Edelman believes otherwise. His legal filings include allegations that sovereign immunity doesn’t apply due to the 2017 conviction of Scott Tucker and Timothy Muir in New York. Federal prosecutors successfully argued Tucker and Muir violated state laws by claiming Tucker’s payday lending operation was owned by several tribal governments. 

“Attempting to circumvent state interest rate caps by fraudulently hiding behind tribal sovereign immunity has been found to constitute criminal conduct,” Edelman writes in the documents. “Telltale indicia of a ‘rent-a-tribe’ scheme are the fact that telephone numbers and websites used by the lending scheme are identified with locations not connected with the tribe.”

Native Americans say those allegations are nonsense. “Suits against tribal lenders are generally premised on the idea tribes cannot treat non-Indians fairly,” said Adam Crepelle, a member of the United Houma Nation and an assistant professor at George Mason University’s Antonin Scalia Law School. 

“However, tribes have developed robust lending commissions, and some are staffed with non-Indians who have impressive credentials. For example, the Tunica-Biloxi Tribe of Louisiana’s lending commission includes a former U.S. attorney and former state attorney general.”

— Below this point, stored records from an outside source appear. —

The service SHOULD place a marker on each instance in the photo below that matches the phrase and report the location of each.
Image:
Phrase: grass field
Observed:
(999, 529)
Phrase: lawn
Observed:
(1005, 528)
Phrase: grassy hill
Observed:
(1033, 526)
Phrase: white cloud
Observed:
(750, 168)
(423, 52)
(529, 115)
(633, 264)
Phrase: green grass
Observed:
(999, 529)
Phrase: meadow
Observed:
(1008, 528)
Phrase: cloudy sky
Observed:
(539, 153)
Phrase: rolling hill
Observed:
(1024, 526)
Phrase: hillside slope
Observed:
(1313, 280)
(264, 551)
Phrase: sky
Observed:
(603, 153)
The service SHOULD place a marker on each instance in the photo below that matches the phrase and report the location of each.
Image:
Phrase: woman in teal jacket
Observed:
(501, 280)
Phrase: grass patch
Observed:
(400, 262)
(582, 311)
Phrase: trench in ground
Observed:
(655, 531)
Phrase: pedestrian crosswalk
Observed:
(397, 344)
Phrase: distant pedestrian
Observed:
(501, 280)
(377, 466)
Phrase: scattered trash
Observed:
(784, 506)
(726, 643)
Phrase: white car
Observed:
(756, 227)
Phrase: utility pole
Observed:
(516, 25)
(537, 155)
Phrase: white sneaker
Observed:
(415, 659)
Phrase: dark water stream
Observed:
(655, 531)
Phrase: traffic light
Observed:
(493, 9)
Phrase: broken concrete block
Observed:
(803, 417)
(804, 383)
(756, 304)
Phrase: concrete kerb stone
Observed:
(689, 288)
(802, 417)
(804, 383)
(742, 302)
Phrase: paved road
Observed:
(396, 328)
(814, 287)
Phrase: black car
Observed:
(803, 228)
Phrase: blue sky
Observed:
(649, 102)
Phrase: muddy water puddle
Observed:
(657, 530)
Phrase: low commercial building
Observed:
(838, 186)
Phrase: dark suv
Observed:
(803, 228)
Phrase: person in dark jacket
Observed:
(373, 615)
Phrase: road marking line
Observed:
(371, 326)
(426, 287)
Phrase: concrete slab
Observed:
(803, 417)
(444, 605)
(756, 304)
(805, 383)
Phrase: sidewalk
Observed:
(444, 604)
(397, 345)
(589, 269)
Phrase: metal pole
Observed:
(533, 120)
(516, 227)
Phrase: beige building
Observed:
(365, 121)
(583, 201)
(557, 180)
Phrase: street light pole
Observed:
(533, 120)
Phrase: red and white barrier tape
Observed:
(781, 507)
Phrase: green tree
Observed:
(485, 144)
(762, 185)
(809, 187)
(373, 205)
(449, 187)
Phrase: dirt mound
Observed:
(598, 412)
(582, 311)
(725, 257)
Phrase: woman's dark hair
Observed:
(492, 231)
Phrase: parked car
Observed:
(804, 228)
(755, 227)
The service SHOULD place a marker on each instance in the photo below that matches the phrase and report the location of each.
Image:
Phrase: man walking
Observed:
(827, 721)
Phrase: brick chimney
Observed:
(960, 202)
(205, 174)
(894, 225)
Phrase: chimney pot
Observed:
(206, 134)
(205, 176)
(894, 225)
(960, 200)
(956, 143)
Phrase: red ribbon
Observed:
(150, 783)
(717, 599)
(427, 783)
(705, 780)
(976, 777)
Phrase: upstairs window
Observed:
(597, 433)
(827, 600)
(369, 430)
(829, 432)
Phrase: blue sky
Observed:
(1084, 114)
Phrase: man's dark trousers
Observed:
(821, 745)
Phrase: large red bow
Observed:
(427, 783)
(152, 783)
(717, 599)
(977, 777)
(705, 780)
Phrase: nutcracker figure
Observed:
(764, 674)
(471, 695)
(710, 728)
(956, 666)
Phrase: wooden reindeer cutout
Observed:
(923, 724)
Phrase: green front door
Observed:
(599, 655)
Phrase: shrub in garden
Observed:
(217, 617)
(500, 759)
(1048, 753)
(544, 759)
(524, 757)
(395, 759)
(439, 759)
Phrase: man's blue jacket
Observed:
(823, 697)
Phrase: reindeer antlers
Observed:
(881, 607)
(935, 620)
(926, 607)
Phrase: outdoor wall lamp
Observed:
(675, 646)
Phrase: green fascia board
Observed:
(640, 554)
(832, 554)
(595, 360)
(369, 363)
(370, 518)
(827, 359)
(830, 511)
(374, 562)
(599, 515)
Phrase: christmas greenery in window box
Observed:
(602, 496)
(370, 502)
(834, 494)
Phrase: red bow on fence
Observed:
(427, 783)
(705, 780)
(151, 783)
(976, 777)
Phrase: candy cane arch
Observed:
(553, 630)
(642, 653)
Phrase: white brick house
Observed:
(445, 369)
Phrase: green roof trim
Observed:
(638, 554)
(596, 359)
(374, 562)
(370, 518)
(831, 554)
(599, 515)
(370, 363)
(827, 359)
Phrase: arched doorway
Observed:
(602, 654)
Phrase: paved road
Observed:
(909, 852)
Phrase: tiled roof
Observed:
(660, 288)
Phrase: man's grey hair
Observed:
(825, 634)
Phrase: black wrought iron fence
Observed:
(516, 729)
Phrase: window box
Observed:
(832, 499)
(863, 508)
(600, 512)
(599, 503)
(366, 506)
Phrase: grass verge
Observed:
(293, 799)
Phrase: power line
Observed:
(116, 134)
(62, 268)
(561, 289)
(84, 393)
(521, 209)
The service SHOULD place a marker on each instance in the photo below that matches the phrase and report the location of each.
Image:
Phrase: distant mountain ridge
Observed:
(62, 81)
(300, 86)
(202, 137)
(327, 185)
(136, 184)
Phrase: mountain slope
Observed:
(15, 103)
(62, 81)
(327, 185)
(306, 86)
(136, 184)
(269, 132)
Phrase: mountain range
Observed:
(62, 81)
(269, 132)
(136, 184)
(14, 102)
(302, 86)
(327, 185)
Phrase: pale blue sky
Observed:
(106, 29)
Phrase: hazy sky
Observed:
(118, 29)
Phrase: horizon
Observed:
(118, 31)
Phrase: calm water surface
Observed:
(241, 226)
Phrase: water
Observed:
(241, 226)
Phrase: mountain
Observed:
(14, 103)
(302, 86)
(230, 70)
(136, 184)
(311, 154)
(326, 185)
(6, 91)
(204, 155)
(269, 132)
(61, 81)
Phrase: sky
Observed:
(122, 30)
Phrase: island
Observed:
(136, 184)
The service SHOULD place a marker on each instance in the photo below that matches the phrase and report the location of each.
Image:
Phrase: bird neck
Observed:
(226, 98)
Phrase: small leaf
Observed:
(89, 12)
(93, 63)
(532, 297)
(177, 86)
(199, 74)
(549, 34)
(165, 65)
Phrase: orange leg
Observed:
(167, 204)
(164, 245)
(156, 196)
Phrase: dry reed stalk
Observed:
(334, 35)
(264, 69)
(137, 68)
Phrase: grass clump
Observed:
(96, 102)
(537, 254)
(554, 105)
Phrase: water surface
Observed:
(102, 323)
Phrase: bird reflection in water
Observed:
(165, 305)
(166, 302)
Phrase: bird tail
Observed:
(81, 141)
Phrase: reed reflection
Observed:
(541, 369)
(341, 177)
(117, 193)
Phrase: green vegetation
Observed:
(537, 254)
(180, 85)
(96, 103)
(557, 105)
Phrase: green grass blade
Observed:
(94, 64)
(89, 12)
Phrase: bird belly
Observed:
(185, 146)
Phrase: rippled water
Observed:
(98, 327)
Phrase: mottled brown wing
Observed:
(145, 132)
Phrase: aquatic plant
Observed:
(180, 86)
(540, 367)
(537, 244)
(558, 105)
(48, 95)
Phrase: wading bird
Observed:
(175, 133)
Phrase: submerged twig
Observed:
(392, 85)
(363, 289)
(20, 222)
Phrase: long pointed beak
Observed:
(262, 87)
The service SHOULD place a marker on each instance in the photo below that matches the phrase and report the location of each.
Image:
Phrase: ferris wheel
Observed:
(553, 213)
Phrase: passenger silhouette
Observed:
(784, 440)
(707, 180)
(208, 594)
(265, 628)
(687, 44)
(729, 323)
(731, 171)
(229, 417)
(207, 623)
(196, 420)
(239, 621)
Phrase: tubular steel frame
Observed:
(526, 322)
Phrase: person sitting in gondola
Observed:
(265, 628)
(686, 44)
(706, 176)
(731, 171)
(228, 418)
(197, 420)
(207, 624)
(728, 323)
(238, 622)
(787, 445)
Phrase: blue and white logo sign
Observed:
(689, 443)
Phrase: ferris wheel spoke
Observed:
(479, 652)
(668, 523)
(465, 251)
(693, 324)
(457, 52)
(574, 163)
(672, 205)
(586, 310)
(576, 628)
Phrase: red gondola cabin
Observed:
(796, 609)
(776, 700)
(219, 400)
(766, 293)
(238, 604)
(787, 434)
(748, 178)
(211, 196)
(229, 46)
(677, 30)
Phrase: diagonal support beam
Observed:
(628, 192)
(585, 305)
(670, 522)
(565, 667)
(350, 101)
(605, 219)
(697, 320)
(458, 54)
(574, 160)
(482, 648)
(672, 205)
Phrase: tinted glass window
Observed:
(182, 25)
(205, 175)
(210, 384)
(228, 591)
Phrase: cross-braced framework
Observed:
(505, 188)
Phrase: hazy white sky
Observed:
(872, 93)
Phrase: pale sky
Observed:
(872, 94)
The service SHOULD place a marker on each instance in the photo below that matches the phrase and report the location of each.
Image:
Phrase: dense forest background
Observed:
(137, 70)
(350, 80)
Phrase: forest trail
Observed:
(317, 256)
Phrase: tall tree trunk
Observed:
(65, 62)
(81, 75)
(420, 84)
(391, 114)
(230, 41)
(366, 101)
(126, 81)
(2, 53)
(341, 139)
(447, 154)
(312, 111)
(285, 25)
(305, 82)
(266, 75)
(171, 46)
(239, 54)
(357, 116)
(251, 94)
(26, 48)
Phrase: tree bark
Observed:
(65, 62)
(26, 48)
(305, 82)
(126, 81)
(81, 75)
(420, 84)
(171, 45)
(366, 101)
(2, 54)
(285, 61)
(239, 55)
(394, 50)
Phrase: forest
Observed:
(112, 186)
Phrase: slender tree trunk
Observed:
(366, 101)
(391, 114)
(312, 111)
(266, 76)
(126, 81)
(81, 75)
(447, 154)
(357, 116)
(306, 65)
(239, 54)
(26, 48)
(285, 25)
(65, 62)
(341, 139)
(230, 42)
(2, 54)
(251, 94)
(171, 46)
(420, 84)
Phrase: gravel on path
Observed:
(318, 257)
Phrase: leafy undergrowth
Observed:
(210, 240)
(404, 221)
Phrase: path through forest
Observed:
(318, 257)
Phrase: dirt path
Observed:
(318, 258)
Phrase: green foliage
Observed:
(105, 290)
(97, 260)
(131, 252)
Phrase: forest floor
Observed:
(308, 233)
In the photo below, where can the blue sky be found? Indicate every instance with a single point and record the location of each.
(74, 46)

Case law appears to be against Edelman. Tucker and Muir were convicted of violating federal law, not state law. Tribal sovereignty possibly still applies because the suits almost exclusively focus on either the Illinois Consumer Fraud Act, Illinois Predatory Loan Prevention Act, Illinois Interest Act, or Indiana Uniform Consumer Credit Code. 

The U.S. Supreme Court ruled in the 1980 Washington v. Confederated Tribes case that tribes must follow federal law but are exempt from state law. Justices reinforced the decision in 2020’s McGirt v. Oklahoma.

Native American tribes may win in federal court but face a battle in Congress. Democrats attempted to revive a federal 36 percent consumer loan rate cap last year. The legislation died in the House and Senate, although several hearings were held in the Senate Banking, Housing and Urban Affairs committees. Then-ranking member Sen. Pat Toomey (R-Penna.) warned, “History is littered with examples of government planners’ failed attempts to set prices. They fail because they generate huge unintended consequences, which inevitably harm the very people they are supposed to protect.”